New Challenges for Anesthesia

In the early twentieth century, inhaled ether was still the most common anesthetic, administered before surgery by certified nurse anesthetists. Olive Louise Berger became chief nurse anesthetist at the Johns Hopkins Hospital in 1931, and during her thirty-eight years at Hopkins, she would see control over anesthesia transition from nurse-technicians to physician-scientists as a new medical specialty, anesthesiology, was created. However, Berger and her fellow nurses continued to perform much of the day-to-day work of hospital anesthesia. The blue baby operation illustrates this continuity amidst change.

Portrait of Olive Louise Berger

Portrait of Olive Louise Berger by Isabella Hunner Parsons, n.d.

In 1941, Alfred Blalock asked his colleague, surgeon Austin Lamont, to make a study of the latest science in anesthesia and bring the rest of the surgical staff up to date. Lamont spent two years visiting other institutions and working with the first physician anesthesiologists. He concluded that anesthesiology should become a medical specialty, complete with residencies and fellowships.

Merel Harmel, student application portrait

Student application portrait of Merel Harmel, 1937

Merel Harmel anesthetized the first blue baby patient when he was a resident in anesthesia under Austin Lamont.

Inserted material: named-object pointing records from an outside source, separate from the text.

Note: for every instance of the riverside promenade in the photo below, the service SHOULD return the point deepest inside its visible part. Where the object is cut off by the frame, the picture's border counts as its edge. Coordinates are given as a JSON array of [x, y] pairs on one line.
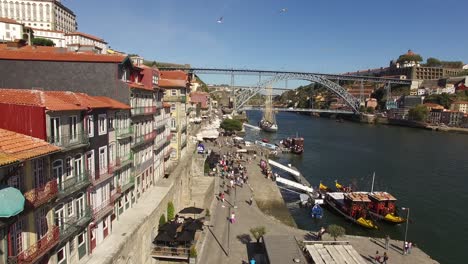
[[233, 243]]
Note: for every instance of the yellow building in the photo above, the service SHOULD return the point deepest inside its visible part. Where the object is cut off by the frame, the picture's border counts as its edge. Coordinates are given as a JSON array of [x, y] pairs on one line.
[[175, 84], [27, 232]]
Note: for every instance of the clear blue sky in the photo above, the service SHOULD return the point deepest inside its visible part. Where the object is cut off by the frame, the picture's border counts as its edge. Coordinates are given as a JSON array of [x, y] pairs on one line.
[[330, 36]]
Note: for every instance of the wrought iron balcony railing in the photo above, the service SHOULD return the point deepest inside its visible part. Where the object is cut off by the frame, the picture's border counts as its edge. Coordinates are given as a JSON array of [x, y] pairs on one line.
[[69, 141], [34, 252], [41, 195]]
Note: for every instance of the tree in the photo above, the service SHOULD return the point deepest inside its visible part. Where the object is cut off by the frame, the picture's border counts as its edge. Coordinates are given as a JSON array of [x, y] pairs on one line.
[[258, 232], [42, 42], [433, 62], [231, 125], [336, 231], [170, 211], [162, 220], [418, 113]]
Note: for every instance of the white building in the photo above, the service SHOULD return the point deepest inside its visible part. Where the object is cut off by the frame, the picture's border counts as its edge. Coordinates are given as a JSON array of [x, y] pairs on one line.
[[10, 29], [58, 37], [84, 42], [43, 14]]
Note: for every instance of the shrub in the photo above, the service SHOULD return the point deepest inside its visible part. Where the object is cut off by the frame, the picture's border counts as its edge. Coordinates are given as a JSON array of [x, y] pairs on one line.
[[170, 211]]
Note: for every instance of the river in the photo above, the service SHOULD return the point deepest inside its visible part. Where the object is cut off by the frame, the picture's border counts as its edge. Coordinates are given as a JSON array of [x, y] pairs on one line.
[[426, 171]]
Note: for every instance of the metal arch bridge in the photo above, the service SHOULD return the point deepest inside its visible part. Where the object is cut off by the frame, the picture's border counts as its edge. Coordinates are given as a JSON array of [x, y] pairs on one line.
[[310, 110], [326, 80]]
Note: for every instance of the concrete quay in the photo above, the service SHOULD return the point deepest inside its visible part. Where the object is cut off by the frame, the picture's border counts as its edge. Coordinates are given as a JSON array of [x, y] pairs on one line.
[[233, 243]]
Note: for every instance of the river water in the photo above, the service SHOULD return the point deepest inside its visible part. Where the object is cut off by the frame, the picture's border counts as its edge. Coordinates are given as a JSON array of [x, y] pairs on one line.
[[426, 171]]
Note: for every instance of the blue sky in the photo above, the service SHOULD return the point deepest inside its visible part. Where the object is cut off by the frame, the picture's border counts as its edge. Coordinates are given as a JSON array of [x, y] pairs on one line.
[[331, 36]]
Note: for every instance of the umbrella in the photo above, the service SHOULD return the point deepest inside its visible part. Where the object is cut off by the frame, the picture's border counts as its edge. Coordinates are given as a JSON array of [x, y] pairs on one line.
[[191, 210], [11, 202]]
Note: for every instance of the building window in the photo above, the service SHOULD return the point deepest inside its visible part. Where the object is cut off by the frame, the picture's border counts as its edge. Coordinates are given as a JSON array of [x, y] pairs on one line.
[[90, 125], [102, 124], [55, 130], [38, 172], [73, 128], [103, 160]]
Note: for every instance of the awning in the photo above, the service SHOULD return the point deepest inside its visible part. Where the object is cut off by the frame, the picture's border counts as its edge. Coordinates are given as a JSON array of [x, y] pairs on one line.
[[11, 202]]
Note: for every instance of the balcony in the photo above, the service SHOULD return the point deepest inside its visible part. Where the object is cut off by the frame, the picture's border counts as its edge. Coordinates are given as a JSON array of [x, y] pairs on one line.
[[175, 99], [139, 168], [140, 140], [74, 224], [68, 142], [38, 249], [103, 209], [143, 110], [128, 185], [99, 178], [73, 184], [123, 132], [39, 196]]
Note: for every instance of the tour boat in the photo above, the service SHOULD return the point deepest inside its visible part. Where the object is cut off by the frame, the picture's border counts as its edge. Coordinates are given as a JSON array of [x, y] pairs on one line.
[[353, 206], [383, 207], [317, 212]]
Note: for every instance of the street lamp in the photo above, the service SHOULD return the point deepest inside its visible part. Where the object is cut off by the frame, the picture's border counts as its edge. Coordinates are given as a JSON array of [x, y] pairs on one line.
[[406, 229]]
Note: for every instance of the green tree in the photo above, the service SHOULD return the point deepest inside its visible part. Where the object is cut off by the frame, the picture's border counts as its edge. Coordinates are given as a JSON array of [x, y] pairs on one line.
[[433, 62], [170, 211], [336, 231], [42, 42], [418, 113], [231, 125], [162, 220], [258, 232]]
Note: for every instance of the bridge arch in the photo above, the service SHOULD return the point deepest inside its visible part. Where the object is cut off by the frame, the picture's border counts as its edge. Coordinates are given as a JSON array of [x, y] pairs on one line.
[[244, 96]]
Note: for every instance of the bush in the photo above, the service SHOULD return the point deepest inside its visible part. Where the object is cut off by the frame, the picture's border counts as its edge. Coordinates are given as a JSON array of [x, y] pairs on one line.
[[258, 232], [336, 231], [170, 211], [162, 220], [231, 125], [42, 42]]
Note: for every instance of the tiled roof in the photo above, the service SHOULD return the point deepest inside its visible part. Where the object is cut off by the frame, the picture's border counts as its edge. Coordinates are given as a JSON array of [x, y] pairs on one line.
[[114, 103], [8, 20], [36, 98], [86, 36], [139, 86], [16, 147], [79, 99], [38, 55]]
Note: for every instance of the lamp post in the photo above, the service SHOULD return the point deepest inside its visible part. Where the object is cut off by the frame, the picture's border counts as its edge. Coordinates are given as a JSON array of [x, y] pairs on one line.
[[406, 229]]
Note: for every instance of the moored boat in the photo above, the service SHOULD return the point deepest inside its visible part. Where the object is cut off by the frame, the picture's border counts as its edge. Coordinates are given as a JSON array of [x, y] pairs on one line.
[[383, 206], [353, 206]]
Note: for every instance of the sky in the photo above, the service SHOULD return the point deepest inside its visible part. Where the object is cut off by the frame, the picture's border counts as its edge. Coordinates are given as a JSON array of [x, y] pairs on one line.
[[327, 36]]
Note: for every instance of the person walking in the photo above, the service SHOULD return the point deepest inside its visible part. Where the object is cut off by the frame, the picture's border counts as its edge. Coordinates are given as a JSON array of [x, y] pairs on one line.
[[385, 258]]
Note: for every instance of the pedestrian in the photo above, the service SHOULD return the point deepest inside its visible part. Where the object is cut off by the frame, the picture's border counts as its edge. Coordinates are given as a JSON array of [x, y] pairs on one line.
[[385, 258], [387, 242], [377, 257], [233, 218]]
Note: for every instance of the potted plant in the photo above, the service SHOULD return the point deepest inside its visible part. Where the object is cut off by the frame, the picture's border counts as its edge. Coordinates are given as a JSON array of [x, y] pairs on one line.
[[193, 255]]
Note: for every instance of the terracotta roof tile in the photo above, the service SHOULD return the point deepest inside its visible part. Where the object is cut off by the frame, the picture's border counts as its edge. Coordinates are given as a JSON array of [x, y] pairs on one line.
[[86, 36], [8, 20], [36, 98], [79, 99], [16, 147], [114, 103], [39, 55]]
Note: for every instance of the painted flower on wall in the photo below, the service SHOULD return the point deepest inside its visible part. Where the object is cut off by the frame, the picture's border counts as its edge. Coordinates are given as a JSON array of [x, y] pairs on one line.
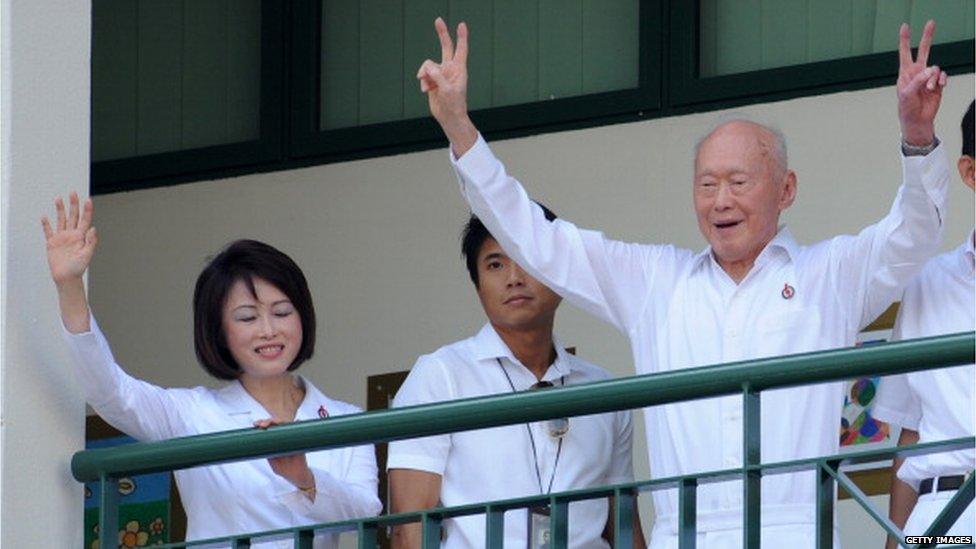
[[132, 536], [156, 526]]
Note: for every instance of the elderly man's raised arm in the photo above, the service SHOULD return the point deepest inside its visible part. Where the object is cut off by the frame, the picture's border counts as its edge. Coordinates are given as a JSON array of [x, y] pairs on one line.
[[876, 264], [599, 275]]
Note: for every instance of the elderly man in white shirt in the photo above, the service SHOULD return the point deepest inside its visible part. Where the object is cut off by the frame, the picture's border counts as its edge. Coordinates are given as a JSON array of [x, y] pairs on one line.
[[515, 351], [935, 404], [754, 292]]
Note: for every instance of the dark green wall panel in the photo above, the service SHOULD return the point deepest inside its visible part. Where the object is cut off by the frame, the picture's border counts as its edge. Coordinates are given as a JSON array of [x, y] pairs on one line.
[[204, 73], [243, 83], [610, 45], [418, 26], [160, 47], [339, 64], [560, 48], [478, 16], [515, 67], [114, 59], [380, 61]]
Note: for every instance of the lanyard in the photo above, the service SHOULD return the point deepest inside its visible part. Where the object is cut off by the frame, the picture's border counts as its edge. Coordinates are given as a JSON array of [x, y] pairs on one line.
[[528, 429]]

The difficulty of the early blue baby operations supported Lamont’s case that modern surgery required new approaches to anesthesia. It was no longer a matter of dulling pain, but rather of maintaining precise control over vital systems while surgeons operated on those very systems. Lamont and his junior colleague Merel Harmel tried varying combinations of cyclopropane, ether, and nitrous oxide to keep patients anesthetized but breathing during the first one hundred blue baby operations. They had to modify equipment made for adults to fit these cyanotic children.

Ether mask

Ether mask, c. 1950-1960

Lamont and Harmel suggested that young patients be allowed to play with an anesthesia face mask on preoperative visits so that it wouldn't frighten them right before surgery.

The peril of this surgery is especially striking from the anesthesiologist’s vantage point. Twenty-three out of the first one hundred patients died in the operating room or soon after, and Lamont and Harmel were the ones adding oxygen to breathing bags and injecting coramine into stopped hearts, while also “keeping the operative field quiet” as Blalock sutured. They published their own account of these cases in the hope that colleagues in the new area of cardiac anesthesia “might derive some comfort” from their conclusions.

Nurse anesthetist in surgery, 1952

Unidentified nurse anesthetist in surgery, 1952.

Cover of Olive Berger's Tetralogy of Fallot logbook

Anesthesia notebook of Tetralogy of Fallot cases, 1944-1952

One participant in this drama was left out of Lamont and Harmel’s report: nurse anesthetist Olive Berger, who was also part of the surgical team. Berger, herself quite fluent in the latest science, took over anesthesia duties during blue baby operations by 1946. Throughout her long career, Berger helped her fellow nurse anesthetists to stay on the cutting edge of new tools and techniques. Blalock rejected Lamont’s proposal for a new specialty in anesthesiology, believing that nurse anesthetists were sufficient for the job. Lamont departed for the Hospital of the University of Pennsylvania, where he helped to make physician-led departments of anesthesiology the norm across the medical community; Hopkins joined this trend in 1952.